The monitoring device is used for:Obtain in scheduled duration being saved by other for each node in distributed cluster system Point is judged as the number of heartbeat detection time-out;The highest node of the number is selected from each node;Acquisition is selected The node network connection state;When the network connection state for the node selected is unimpeded, generation judges knot Fruit is:The node selected is seemingly-dead node;When the network connection state for the node selected is disconnects, generation Judging result is:The node selected is really to die for the sake of honour a little.
Solves existing skill in the embodiment of the present invention it can be seen from the technical solution provided by embodiments of the invention described above The problem of working condition of egress can not accurately, be quickly judged in art.
The additional aspect of the present invention and advantage will be set forth in part in the description, these will become from the following description It obtains substantially or is recognized by the practice of the present invention.
Description of the drawings
In order to illustrate the technical solution of the embodiments of the present invention more clearly, required use in being described below to embodiment Attached drawing be briefly described, it should be apparent that, the accompanying drawings in the following description is only some embodiments of the present invention, for this For the those of ordinary skill of field, without having to pay creative labor, other are can also be obtained according to these attached drawings Attached drawing.
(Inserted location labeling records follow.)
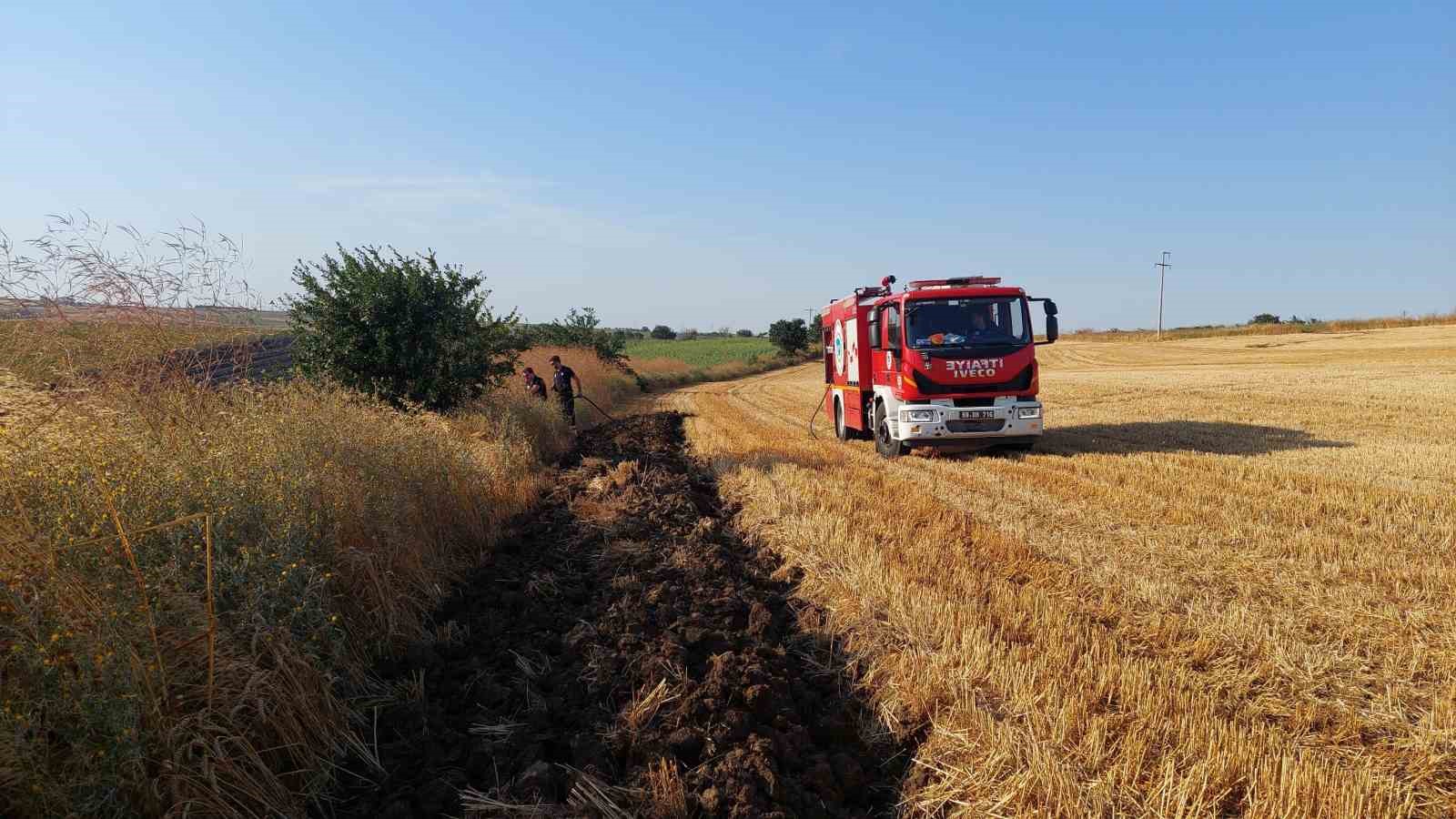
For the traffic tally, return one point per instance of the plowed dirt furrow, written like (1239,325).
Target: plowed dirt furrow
(628,652)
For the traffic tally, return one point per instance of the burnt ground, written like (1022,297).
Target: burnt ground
(625,653)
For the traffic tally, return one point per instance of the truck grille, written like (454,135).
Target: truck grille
(994,426)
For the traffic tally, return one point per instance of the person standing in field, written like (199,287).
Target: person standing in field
(562,387)
(533,383)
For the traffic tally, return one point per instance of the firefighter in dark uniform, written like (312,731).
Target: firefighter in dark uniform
(561,383)
(533,383)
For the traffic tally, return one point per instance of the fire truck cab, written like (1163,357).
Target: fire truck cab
(946,363)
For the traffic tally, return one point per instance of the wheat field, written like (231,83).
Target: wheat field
(1222,586)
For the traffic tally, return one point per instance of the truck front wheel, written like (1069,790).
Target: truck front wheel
(841,428)
(885,445)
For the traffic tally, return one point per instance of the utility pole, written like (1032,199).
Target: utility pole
(1162,273)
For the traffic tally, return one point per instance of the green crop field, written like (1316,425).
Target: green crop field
(701,351)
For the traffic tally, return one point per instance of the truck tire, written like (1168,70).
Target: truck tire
(885,445)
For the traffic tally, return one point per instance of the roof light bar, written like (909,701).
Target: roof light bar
(963,281)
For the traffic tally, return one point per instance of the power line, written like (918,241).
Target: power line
(1162,273)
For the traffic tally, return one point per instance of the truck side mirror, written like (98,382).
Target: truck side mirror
(1052,329)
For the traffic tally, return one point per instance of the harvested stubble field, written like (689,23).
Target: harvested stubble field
(1223,583)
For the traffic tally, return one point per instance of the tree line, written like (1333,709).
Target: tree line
(419,332)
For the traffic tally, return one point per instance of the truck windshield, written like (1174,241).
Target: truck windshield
(966,322)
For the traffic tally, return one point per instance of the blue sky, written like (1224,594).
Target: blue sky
(725,165)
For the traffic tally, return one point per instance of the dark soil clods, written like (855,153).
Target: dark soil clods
(625,651)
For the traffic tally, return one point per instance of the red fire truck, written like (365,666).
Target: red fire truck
(948,363)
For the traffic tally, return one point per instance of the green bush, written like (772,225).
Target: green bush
(580,329)
(790,336)
(407,329)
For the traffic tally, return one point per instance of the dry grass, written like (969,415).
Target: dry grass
(1283,329)
(1222,586)
(193,581)
(60,349)
(667,793)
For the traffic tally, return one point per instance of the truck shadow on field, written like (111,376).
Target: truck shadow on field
(1208,438)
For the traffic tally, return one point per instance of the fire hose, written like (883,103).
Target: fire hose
(815,411)
(594,404)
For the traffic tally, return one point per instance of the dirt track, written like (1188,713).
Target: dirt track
(628,652)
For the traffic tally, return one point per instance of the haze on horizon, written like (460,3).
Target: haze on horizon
(732,167)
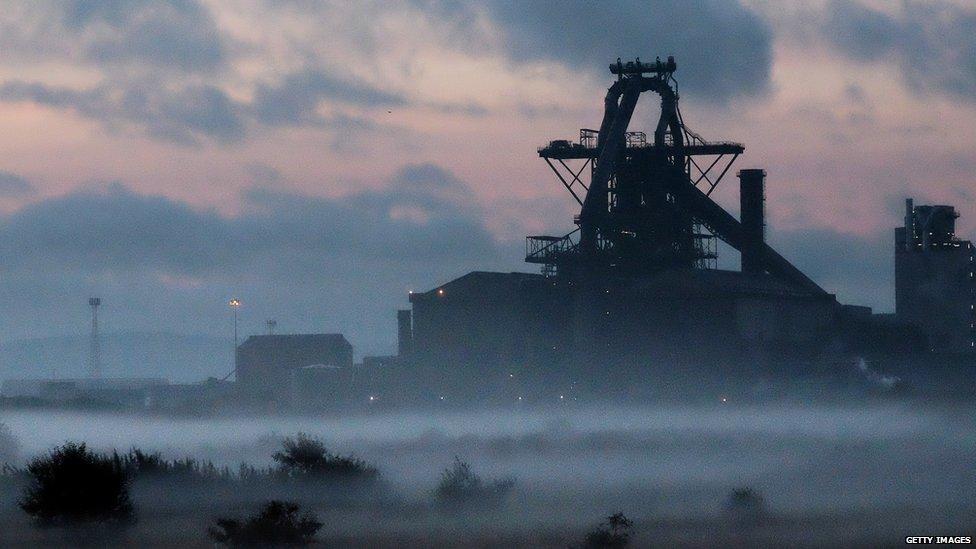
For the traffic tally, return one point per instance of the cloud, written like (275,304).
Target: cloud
(180,34)
(295,99)
(723,50)
(117,230)
(182,115)
(14,186)
(314,263)
(932,44)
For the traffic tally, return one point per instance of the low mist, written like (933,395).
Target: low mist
(874,471)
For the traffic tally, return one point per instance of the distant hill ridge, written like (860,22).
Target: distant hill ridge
(176,357)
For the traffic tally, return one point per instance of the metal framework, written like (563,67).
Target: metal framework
(646,206)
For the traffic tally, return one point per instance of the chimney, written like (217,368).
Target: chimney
(404,332)
(752,215)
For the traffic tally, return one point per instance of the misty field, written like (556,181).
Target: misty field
(827,475)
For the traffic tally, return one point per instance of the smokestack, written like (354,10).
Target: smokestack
(752,215)
(909,224)
(404,332)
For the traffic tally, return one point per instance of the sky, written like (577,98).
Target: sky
(319,160)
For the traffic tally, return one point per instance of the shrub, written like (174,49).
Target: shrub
(745,505)
(278,523)
(460,485)
(73,484)
(140,464)
(306,457)
(612,533)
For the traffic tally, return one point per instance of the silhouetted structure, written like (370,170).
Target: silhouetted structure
(94,351)
(633,294)
(934,285)
(271,367)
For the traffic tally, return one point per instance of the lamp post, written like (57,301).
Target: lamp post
(235,304)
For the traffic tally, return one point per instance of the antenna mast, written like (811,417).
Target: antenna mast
(94,351)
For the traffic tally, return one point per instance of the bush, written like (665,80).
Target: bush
(278,523)
(460,485)
(306,457)
(612,533)
(142,465)
(745,505)
(73,484)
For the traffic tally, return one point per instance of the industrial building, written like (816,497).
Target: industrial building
(633,292)
(934,285)
(280,369)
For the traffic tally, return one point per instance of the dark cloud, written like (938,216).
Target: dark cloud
(182,115)
(933,44)
(314,263)
(295,99)
(723,50)
(14,186)
(169,33)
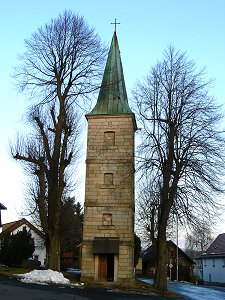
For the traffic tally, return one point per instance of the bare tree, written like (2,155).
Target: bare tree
(60,68)
(181,144)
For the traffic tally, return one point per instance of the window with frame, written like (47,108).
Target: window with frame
(109,138)
(108,178)
(107,219)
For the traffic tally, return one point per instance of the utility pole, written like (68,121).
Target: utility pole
(177,251)
(1,207)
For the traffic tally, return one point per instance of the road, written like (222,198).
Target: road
(13,289)
(194,292)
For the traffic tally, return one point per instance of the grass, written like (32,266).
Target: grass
(137,287)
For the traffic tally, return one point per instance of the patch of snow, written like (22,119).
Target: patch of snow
(44,277)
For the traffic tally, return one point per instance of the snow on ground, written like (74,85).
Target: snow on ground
(45,277)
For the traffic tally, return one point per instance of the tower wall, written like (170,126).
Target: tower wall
(109,196)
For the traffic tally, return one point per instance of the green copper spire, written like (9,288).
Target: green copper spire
(112,97)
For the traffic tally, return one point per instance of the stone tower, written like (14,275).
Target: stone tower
(108,234)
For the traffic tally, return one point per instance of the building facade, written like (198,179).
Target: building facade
(210,267)
(38,237)
(108,231)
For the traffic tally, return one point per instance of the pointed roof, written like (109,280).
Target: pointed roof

Fig. 1 is a kind of processing stream of the monitoring method of the working condition of distributed cluster system interior joint provided by the invention Cheng Tu;
Fig. 2 shows for a kind of connection of the monitoring device of the working condition of distributed cluster system interior joint provided by the invention It is intended to;
Fig. 3 is a kind of monitoring system of the working condition of distributed cluster system interior joint provided in an embodiment of the present invention Connection diagram.
Specific embodiment
Embodiments of the present invention are described below in detail, the example of the embodiment is shown in the drawings, wherein from beginning Same or similar element is represented to same or similar label eventually or there is same or like element.Below by ginseng The embodiment for examining attached drawing description is exemplary, and is only used for explaining the present invention, and is not construed as limiting the claims.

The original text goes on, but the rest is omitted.